Getting fancy

Invalidation based on key prefix

That Getting started stuff is basically what you get from standard Django. Now let’s get a bit more fancy. For starters you want to write some very specific code to effectively control the invalidation.

Suppose you have a view that represents a blog post. The blog post contains a list of comments. You want the page cached but as soon as a new comment is added, the page should be cleared from cache.

Step one, add the prefixing:

def latest_comment_prefix(request, pk):
    try:
        latest, = (
            Comment.objects.filter(post_id=request.pk)
            .order_by('-date')[:1]
        )
        return latest.date.strftime('%f')  # microsecond
    except ValueError:
        return 'no-comments'

@cache_page(3600, key_prefix=latest_comment_prefix)
def blog_post(request, pk):
    post = Post.objects.get(pk=pk)
    comments = Comment.objects.all().order_by('date')
    return render(request, 'post.html',
                  {'comments': comments, 'post': post})

That means that the page will be cached nicely based on the latest comment. If a new comment is added, it’s going to have a different timestamp and thus the blog post view cache will be refreshed.

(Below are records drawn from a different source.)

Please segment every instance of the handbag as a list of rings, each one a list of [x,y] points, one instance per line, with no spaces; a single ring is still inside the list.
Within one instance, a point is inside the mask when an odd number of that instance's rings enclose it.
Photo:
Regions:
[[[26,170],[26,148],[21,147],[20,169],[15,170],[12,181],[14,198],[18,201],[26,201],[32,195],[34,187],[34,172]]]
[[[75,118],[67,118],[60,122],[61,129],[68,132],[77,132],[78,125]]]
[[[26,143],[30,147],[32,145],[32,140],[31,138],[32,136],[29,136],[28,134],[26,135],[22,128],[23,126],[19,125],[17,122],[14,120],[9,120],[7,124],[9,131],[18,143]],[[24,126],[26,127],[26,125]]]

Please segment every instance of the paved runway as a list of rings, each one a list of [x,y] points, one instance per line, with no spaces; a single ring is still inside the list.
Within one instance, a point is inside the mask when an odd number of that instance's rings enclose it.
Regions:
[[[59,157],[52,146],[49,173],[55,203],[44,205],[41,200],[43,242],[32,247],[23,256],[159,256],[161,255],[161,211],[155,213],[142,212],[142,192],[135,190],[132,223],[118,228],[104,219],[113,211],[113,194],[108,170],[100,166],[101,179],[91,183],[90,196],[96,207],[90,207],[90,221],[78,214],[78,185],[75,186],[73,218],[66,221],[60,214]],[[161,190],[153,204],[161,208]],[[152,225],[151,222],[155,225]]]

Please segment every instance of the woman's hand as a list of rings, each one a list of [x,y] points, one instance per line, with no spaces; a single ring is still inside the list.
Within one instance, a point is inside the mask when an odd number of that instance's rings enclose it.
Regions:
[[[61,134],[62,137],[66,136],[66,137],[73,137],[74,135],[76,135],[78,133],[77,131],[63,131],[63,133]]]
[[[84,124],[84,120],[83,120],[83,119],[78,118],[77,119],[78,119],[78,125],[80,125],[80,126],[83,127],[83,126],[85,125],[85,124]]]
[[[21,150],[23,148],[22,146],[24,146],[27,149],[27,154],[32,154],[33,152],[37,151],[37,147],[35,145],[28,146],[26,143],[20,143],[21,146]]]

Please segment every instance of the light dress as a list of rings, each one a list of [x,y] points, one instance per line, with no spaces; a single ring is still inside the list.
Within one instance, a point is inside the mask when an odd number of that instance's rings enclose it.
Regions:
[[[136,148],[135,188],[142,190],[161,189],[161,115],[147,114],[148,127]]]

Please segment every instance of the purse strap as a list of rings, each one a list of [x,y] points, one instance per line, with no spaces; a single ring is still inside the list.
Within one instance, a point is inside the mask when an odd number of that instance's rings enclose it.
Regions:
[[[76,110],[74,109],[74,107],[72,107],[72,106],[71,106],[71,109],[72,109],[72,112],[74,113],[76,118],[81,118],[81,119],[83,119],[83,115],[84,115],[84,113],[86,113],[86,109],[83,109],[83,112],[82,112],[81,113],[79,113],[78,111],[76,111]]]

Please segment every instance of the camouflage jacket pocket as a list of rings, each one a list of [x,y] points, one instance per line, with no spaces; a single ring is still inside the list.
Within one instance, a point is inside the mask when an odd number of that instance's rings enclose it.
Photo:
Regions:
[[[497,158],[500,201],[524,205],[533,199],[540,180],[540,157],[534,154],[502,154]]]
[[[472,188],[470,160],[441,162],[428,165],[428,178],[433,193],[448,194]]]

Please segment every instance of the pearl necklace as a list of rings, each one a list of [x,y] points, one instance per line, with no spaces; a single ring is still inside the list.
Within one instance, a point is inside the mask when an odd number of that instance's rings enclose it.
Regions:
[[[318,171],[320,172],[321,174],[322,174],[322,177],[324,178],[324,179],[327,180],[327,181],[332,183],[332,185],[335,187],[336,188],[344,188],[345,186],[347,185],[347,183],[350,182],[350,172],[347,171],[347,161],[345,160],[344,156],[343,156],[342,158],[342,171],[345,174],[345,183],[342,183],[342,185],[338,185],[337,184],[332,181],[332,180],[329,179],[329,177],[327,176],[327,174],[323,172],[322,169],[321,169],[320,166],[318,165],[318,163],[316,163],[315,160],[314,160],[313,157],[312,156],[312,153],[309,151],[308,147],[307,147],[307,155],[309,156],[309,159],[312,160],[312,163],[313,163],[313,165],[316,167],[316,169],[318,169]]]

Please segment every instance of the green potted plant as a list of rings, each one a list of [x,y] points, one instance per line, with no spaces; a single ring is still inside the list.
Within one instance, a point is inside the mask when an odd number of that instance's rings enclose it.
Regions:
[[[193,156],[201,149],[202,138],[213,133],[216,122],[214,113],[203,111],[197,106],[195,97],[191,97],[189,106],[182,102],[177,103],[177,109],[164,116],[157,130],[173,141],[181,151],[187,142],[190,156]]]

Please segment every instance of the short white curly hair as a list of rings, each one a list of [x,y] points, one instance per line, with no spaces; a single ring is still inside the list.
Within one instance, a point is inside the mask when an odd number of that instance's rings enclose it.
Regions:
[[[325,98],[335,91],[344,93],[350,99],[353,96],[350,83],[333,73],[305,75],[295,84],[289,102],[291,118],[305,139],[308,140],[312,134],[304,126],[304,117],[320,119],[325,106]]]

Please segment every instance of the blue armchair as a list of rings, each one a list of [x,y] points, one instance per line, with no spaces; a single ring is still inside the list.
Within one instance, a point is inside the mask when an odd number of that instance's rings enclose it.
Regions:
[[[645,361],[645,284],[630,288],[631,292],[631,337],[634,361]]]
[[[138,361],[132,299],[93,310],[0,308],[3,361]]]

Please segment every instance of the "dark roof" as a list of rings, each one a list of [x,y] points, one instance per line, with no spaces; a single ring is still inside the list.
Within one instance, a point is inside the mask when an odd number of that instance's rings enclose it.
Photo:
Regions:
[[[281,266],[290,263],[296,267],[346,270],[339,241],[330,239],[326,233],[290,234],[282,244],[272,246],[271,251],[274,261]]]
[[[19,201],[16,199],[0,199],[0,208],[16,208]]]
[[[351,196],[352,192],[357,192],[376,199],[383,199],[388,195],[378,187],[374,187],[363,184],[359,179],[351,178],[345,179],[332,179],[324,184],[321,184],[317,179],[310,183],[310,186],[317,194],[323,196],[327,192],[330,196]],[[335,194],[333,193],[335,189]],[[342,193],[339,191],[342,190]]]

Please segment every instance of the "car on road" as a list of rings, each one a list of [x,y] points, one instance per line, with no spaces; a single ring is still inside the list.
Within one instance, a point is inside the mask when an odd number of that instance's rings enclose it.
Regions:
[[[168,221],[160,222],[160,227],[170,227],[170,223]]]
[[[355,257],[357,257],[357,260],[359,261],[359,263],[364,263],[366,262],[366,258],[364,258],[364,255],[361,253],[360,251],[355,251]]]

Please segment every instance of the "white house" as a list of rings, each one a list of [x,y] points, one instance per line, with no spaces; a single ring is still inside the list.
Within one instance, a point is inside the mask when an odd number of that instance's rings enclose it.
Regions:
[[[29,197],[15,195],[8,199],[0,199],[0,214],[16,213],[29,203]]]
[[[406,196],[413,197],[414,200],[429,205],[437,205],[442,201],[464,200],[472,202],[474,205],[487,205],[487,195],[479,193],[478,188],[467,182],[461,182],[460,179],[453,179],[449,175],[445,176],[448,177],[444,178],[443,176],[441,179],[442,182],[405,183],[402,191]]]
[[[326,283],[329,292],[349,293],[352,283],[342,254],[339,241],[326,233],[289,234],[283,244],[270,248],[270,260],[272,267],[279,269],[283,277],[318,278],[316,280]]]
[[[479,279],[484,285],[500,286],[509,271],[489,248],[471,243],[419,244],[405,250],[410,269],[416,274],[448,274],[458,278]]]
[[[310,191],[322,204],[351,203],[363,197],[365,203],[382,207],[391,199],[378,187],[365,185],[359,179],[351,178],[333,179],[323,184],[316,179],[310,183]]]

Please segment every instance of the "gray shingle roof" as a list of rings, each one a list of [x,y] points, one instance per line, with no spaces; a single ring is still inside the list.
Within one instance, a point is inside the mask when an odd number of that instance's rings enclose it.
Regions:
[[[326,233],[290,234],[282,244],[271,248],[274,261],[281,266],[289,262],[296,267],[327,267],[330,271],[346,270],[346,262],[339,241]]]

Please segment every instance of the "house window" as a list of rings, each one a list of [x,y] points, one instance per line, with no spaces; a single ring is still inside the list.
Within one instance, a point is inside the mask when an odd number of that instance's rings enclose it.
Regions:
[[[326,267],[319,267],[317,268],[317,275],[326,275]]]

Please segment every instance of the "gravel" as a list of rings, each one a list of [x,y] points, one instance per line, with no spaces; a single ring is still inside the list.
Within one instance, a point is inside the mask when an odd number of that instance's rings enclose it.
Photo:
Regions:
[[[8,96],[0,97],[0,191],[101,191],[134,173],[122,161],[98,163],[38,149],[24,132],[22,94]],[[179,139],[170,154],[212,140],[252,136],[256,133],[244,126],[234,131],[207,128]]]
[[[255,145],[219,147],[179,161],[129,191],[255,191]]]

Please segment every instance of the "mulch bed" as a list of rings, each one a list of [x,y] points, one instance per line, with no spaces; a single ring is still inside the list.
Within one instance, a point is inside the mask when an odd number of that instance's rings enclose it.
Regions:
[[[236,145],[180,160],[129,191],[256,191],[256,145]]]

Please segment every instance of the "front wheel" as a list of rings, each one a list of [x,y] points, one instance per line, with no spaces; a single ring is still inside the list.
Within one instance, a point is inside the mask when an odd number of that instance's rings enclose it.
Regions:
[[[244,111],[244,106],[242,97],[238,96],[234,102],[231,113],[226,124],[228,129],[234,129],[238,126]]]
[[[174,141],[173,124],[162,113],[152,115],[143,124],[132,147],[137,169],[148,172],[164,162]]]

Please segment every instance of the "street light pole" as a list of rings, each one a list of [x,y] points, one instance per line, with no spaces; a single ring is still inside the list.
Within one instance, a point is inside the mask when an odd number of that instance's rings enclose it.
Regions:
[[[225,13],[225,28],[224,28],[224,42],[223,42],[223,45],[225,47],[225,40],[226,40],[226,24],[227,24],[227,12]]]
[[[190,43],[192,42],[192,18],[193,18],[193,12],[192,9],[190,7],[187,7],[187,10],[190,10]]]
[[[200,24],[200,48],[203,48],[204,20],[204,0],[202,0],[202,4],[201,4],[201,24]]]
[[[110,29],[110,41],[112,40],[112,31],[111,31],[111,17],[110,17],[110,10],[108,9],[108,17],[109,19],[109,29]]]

However, this means that if no new comments are added for a while, we have to do that look-up each and every time. Better cache that too. Here’s an updated version:

from django.core.cache import cache

def latest_comment_prefix(request, pk):
    cache_key = 'latest-comment-for-%s' % pk
    timestamp = cache.get(cache_key)
    if timestamp is None:
        try:
            latest, = (
                Comment.objects
                .filter(post_id=request.pk)
                .order_by('-date')[:1]
            )
            timestamp = latest.date.strftime('%f')
        except ValueError:
            timestamp = 'no-comments'
        cache.set(cache_key, timestamp, 3600)
    return timestamp

So we’re looking up what the latest comment is and caching it for the same amount of time as we cache the view. That means that the least effort you need to return fresh view is to do 1 cache look-up which is very fast.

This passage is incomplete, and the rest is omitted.